The recently concluded COP-27 explored the option of Loss & Damage (L&D), a concept relevant to developing countries like India. In a nutshell, L&D refers to the impacts that occur in the form of extreme weather events or slow onset events due to past, current, and projected future emissions. Although it seems pretty straightforward at first glance, this subject has been at the forefront in most of the recently conducted United Nations negotiations because of the global politics surrounding this idea.
As we know, developing countries and Small Island States (SIS) were relatively late in starting on the trajectory of economic development compared to the developed countries, which benefitted massively from the industrial revolution. Such rapid development also yielded greenhouse gases (GHGs) as a harmful by-product. According to data from Ourworldindata.org, Global Carbon Project states that “between 1751 and 2017, 47% of the CO2 emissions came from the US and the EU-28”, i.e., a total of only 29 countries.
Furthermore, developing nations face unique challenges in terms of their geographical locations and limited financial and institutional capacities to cope with the effects of climate change. For example, villages had to be relocated due to rising sea levels in Fiji, while climate change induced loss and damage in coastal Tanzania. As a result of such discrepancy, developing countries are asking for accountability from developed nations in the form of compensation for the cumulative damage inflicted on the planet at large.

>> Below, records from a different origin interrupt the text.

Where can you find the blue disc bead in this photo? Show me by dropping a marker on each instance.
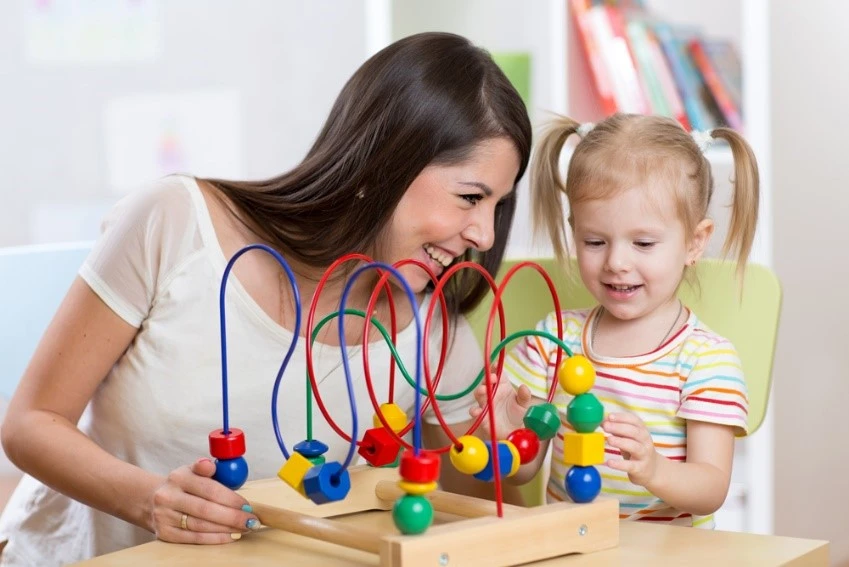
(232, 473)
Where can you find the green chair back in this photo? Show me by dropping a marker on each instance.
(749, 320)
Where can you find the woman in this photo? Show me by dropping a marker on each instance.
(418, 159)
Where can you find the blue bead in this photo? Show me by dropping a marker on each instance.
(232, 473)
(327, 483)
(505, 463)
(311, 448)
(582, 484)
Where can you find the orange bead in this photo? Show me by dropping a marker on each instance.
(576, 375)
(472, 457)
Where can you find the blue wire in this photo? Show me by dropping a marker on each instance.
(417, 433)
(297, 295)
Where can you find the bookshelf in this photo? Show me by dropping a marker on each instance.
(560, 82)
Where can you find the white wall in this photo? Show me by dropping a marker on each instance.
(810, 58)
(252, 81)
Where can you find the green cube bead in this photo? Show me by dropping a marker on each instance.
(585, 413)
(544, 420)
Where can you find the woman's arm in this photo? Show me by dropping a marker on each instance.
(41, 437)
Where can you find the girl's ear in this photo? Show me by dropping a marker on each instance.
(701, 237)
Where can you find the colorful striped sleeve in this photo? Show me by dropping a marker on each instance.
(715, 390)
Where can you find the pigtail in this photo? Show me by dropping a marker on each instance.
(744, 209)
(547, 187)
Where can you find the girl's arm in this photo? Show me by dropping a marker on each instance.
(41, 437)
(699, 485)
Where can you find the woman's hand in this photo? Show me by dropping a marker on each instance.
(190, 507)
(629, 434)
(509, 405)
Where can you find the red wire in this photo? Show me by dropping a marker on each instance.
(488, 347)
(367, 370)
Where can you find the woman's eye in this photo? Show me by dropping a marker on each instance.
(472, 198)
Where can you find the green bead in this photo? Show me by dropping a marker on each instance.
(412, 514)
(543, 420)
(585, 413)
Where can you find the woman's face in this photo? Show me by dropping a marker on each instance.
(449, 209)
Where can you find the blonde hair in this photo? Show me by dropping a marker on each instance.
(628, 149)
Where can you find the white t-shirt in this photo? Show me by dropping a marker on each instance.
(158, 266)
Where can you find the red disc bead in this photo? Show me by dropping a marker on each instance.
(422, 468)
(227, 446)
(526, 442)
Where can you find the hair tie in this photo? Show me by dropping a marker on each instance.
(703, 139)
(585, 128)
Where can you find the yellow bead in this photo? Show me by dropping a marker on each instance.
(583, 449)
(516, 460)
(394, 416)
(293, 471)
(472, 458)
(416, 487)
(576, 375)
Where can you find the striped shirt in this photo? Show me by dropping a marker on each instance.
(695, 375)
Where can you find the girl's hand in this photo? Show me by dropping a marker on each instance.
(509, 405)
(629, 434)
(213, 512)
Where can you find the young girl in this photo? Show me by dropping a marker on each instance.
(673, 393)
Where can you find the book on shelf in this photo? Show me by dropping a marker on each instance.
(641, 64)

However, developed countries have always tried to push L&D under the broader head of adaptation. In essence, adaptation measures refer to short-term measures to reduce the negative impacts of climate change as much as possible. It includes building better drainage systems to tackle the rising number of severe storms or shifting to Climate Resilient Practices (CRP) for agriculture and horticulture production. Consequently, developing countries are pushing for a third fund like L&D for issues which do not fall under the purview of either adaptation or mitigation. For example, under the existing mechanism, irreparable losses like loss of lives or land taken over by sea cannot be compensated by either adaptation or mitigation.

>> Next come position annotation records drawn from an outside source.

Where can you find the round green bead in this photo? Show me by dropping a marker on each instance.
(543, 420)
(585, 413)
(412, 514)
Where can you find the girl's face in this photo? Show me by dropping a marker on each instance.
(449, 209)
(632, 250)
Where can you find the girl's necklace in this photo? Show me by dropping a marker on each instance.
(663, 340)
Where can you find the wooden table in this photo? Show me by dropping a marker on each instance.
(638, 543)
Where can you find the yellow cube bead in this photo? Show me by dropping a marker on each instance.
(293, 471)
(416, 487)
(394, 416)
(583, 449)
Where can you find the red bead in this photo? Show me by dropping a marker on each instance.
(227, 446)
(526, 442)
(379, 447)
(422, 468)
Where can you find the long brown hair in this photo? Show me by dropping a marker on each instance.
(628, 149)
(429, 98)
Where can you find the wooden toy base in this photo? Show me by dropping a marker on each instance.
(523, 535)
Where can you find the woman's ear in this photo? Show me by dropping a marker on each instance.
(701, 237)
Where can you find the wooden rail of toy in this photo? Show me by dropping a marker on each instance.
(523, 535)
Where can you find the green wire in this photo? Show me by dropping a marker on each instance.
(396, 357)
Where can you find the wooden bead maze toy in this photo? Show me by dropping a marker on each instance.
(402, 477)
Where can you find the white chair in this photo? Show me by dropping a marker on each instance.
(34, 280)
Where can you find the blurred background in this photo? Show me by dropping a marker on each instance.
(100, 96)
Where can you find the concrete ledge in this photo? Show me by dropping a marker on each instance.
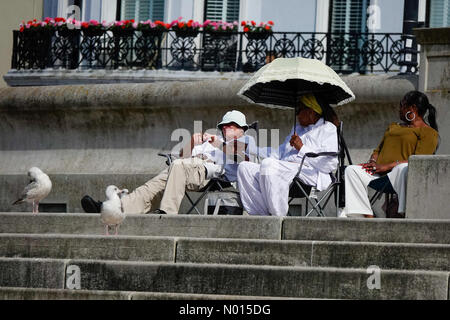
(146, 225)
(259, 281)
(315, 254)
(87, 247)
(428, 189)
(65, 294)
(229, 251)
(369, 230)
(32, 273)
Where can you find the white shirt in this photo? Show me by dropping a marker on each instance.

After years of negotiation, the first major breakthrough was the Warsaw International Mechanism on Loss and Damage at COP-19 in 2013. The Paris Agreement held at COP-21 also proved instrumental in that a separate article (Article 8) addressing this issue was included in the agreement’s final draft.
At the 26th session of the Conference of the Parties (COP-26), India made five significant commitments on climate action:
Alongside this, India has also been vocal about the need for developed countries to rapidly scale up support for L&D and commit to achieving net zero emissions before 2050. According to the Global Climate Risk Index published by GermanWatch, a global environmental thinktank, India is among the top 10 vulnerable countries regarding climate-induced disasters. This debate, therefore, becomes all the more crucial for India.

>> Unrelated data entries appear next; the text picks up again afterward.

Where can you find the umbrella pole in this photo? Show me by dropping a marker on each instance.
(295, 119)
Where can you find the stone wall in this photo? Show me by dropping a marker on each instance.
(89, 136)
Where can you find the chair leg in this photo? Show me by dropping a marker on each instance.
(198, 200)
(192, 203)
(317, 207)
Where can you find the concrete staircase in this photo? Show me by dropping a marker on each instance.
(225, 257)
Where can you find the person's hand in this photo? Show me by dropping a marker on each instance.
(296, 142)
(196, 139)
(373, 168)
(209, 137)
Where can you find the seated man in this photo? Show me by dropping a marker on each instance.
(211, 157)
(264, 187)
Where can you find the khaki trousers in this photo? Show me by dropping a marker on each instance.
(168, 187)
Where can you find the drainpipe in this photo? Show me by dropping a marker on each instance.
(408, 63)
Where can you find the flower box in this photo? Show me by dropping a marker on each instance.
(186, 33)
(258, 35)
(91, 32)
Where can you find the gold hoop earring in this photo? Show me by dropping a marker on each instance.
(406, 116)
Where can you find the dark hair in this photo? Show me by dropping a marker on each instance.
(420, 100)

The COP-27 summit has faced a series of deadlocks over a proposal to create a new financial facility to fund countries damaged by climate disasters. Developed nations led by the US are keen on financing L&D through existing financial instruments instead of creating new infrastructure. While the G-77 and China group, the largest negotiating block comprising 134 developing countries, including India, have been pushing for a separate dedicated finance facility. There are also strong disagreements regarding who should benefit from L&D and who should contribute to it, with developed countries, including the USA and the European Union, demanding that major economies like China and India contribute to the fund. They have also proposed that the benefits should accrue only to the most vulnerable countries and not all G-77 countries. India has countered this narrative by pointing out that their share of cumulative emissions of CO2 has been only 5% since 1990, despite it being home to more than one-sixth of the world population. This debate saw the end of the tunnel when after multiple debates and deliberations at COP-27, an agreement to establish an L&D fund was duly passed.
In conclusion, Mia Mottley, the Prime Minister of Barbados, sums up the Global South’s voice: “We were the ones whose blood, sweat and tears financed the industrial revolution. Are we now to face double jeopardy by having to pay the cost as a result of those greenhouse gases from the industrial revolution? That is fundamentally unfair.”
A just and equitable way forward hinges on the L&D fund materializing by the end of COP-28, key stakeholders coming together to acknowledge and support vulnerable countries, and the global community embarking on a path of redressal and recovery.